Mientras se alejaba del Mundo de las Sombras, pudo oír como Apol carcajeaba de éxtasis en lo profundo de la oscuridad..

—¡Volveré por tu trono, Ahimot! ¡Volveré por lo que me pertenece! —decía Apol en lengua tenebrae, mientras reía.

Ogtus deseó devolver la Espada de la Muerte en ese momento, pero sabía que ya no podía regresar. Todo lo que quedaba era salir del Mundo de las Sombras y volver a Askal con lo que había robado. Al salir, sintió que los mismos temores que sintió haber perdido, ahora volvían como si se hubiesen hecho siete veces más poderosos.

Ogtus tuvo pesadillas con la risa del Saráfiel Dragón por el resto de su vida.

Pasados algunos años, Askal se volvió una ciudad cada vez más grande y poderosa. Ogtus la gobernaba siendo considerado un ser divino y sagrado, junto con Kebos, su compañero y guardián.

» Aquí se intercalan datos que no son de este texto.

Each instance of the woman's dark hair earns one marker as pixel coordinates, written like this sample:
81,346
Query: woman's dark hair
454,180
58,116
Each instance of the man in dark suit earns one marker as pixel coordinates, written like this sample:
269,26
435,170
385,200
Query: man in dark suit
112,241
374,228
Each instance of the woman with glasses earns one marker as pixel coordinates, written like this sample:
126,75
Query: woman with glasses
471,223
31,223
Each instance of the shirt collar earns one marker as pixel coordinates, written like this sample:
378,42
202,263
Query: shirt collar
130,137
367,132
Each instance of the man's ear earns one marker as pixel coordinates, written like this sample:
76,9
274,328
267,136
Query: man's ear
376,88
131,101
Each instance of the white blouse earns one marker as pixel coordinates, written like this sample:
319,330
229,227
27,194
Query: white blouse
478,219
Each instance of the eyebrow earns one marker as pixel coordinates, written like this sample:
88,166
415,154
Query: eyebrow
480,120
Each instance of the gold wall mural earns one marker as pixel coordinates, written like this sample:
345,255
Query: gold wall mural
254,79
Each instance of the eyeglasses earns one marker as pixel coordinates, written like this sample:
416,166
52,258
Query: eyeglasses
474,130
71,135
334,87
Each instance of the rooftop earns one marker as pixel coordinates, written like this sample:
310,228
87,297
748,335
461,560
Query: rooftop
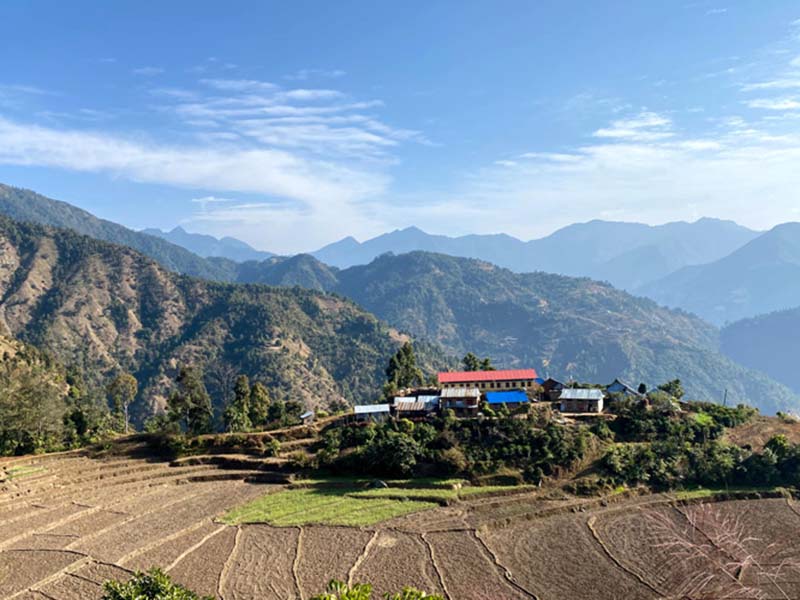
582,394
476,376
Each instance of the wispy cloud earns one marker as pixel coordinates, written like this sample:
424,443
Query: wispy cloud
774,103
643,127
305,74
148,71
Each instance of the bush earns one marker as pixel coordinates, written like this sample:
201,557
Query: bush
153,585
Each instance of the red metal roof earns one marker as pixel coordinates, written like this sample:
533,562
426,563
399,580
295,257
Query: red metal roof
475,376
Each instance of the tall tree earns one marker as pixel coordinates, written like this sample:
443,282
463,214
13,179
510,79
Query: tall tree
259,404
472,363
190,404
122,392
237,413
403,371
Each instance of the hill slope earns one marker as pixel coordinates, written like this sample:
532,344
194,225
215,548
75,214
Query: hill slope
25,205
103,307
763,276
768,343
626,254
563,326
208,246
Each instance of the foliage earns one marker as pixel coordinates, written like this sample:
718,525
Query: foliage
153,585
122,392
473,363
237,413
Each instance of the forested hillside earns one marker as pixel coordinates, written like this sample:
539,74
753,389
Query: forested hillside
103,308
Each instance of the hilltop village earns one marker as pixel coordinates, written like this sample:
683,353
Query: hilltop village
483,392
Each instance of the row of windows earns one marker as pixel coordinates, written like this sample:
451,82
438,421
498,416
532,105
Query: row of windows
493,385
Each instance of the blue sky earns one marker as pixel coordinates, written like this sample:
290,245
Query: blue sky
292,124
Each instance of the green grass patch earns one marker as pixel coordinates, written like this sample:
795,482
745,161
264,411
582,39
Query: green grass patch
702,492
345,501
24,471
322,505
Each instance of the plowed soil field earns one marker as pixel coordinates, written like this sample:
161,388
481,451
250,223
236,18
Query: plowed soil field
68,523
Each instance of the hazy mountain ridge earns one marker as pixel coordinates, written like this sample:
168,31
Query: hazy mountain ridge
103,307
207,246
565,327
768,343
626,254
28,206
761,277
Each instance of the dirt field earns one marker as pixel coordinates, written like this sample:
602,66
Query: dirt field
70,522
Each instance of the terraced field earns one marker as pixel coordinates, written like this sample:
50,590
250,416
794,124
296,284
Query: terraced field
69,522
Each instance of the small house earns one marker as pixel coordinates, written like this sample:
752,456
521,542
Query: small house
582,400
512,399
463,400
375,413
620,387
551,389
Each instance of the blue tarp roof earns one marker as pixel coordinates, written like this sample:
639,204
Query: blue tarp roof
512,397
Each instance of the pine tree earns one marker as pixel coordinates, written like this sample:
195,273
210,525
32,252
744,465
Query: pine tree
237,414
190,404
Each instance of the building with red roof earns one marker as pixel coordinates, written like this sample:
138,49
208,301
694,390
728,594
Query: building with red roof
515,379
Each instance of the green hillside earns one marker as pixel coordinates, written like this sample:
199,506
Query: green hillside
103,307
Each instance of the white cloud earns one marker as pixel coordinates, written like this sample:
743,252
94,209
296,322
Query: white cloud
148,71
774,103
305,74
643,127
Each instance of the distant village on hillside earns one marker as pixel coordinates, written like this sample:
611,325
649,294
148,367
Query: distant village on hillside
483,392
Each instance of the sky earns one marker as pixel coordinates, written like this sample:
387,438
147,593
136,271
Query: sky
293,124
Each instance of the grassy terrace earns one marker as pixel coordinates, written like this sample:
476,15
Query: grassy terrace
349,502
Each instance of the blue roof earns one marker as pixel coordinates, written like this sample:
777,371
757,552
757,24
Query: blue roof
512,397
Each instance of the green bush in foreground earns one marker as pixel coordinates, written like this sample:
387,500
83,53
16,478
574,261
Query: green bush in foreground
153,585
156,585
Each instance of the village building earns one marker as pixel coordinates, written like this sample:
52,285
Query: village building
375,413
463,400
551,389
511,399
516,379
582,400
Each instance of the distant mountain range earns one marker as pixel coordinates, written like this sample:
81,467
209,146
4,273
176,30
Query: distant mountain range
208,246
761,277
769,343
566,327
628,255
102,307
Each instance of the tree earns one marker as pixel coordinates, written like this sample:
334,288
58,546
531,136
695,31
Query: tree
259,404
190,404
674,388
473,363
237,413
153,585
403,371
122,392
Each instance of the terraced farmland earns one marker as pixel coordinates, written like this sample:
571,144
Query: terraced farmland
69,522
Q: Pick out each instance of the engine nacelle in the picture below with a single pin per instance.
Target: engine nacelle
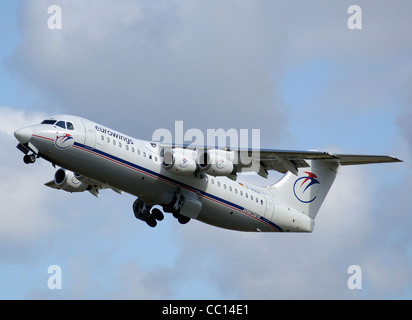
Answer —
(216, 163)
(67, 181)
(179, 161)
(87, 180)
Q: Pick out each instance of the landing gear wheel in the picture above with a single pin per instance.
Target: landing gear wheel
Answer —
(157, 214)
(29, 158)
(151, 221)
(183, 219)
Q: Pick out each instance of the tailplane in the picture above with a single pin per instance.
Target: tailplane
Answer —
(307, 190)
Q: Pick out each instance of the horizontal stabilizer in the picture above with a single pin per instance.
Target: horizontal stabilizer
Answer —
(352, 159)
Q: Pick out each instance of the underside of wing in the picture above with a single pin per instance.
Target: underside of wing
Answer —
(352, 159)
(212, 160)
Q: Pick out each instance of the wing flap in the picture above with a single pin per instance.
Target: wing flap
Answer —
(354, 159)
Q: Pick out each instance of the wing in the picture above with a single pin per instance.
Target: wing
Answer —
(283, 160)
(260, 161)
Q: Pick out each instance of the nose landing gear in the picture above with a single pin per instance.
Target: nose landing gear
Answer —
(29, 158)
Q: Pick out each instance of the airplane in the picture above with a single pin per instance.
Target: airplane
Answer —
(189, 182)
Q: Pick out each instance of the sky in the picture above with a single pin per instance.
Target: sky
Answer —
(292, 69)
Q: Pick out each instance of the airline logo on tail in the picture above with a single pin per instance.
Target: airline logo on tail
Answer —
(302, 185)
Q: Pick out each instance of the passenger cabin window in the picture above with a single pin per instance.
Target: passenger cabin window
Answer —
(61, 124)
(48, 122)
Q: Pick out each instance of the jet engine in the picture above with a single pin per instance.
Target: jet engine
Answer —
(216, 163)
(179, 161)
(66, 180)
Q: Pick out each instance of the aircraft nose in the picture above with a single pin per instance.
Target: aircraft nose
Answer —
(23, 135)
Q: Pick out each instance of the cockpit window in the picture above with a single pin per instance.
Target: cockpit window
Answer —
(48, 122)
(61, 124)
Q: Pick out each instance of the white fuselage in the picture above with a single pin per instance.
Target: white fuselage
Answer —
(135, 166)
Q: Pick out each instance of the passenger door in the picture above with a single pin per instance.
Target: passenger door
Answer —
(89, 134)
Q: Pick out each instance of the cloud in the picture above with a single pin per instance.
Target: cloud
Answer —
(24, 216)
(163, 60)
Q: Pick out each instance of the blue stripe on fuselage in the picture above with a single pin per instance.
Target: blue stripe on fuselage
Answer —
(173, 181)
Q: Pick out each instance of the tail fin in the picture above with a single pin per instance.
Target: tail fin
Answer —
(307, 190)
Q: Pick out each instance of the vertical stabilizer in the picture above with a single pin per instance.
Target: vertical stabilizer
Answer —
(307, 190)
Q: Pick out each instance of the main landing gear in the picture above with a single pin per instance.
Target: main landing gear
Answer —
(29, 158)
(142, 210)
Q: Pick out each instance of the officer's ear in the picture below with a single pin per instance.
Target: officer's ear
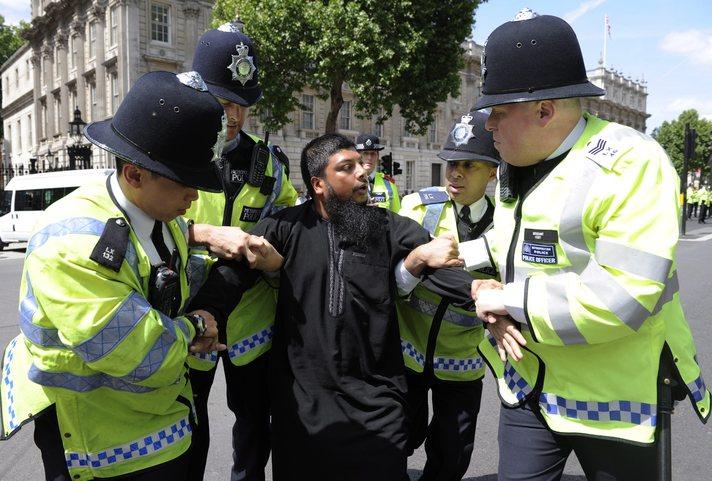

Ambos se habían hecho ostentosos templos en la Acrópolis Nimrod y eran adorados por los nimrod.

Y tomaron los dos daraflames muchas concubinas vírgenes y las embarazaban para multiplicar a los nimrod de Askal. Y los padres de familia se sentían complacidos de mezclar su sangre con la de los dioses.

Terribles poderes de las sombras otorgó Ogtus a sus brujos, los cuales llamó chemarines, estos invocaban el poder de las tinieblas para someter a sus enemigos y proteger de intrusos la sagrada ciudad de Askal.

Kebos por su parte, se complacía en entrenar guerreros en el combate. Forjaba espadas de rocanagra y ordenaba a los nimrod extraer, buscar y comercializar este mineral para forjar más armas, las hechizaba con diferentes maldiciones y conjuros para herir a sus oponentes. Este fue el origen de los necroknight, caballeros espectrales de los nimrod.

Kebos era tan temible en batalla que incluso sus pupilos temblaban ante su presencia.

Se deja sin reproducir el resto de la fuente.